Attendees had the chance to visit with NRCS staff that serve as agency representatives and work directly with the three federally recognized tribes in the state. Melony Sikes, NRCS American Indian/Alaskan Natives Emphasis Program Manager, and Gary Stephens, NRCS American Indian Liaison, welcomed staff and offered a brief historical overview of the state’s tribes and the conservation work that has come from the agency’s working partnerships.
Texas is home to the Tigua of the Yselta Del Sur Pueblo, located in El Paso; Kickapoo Traditional Tribe of Texas, located in Eagle Pass; and the Alabama Coushatta in Livingston. Currently, the NRCS has working relationships with all three tribes in the state which have resulted in conservation plans and active program participation.
“Every year we have a poster that commemorates a segment of American Indian heritage; this year’s selection highlighted the harvest of wild rice in Michigan,” Sikes said.
Texas wildrice, Zizania texana, was highlighted at the observance since it was historically important to the Native American people who populated the headwaters of the San Marcos River for centuries.”

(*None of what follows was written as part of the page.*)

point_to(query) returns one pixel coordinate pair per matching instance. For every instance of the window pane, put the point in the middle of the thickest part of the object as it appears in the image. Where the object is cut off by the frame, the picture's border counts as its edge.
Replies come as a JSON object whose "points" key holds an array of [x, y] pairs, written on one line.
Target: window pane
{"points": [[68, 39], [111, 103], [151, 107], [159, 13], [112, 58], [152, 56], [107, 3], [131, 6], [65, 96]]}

American Indian Heritage Month enhances our efforts to honor tribal sovereignty and provides a portal for us to work one-on-one, incorporating conservation and protecting tribal resources with the Texas American Indian population.
“This event offered an opportunity to highlight the assistance NRCS has provided to enhance the natural resource base on tribal and private lands in Texas, while observing the contributions Native Americans have made to Texas and the United States,” Sikes noted.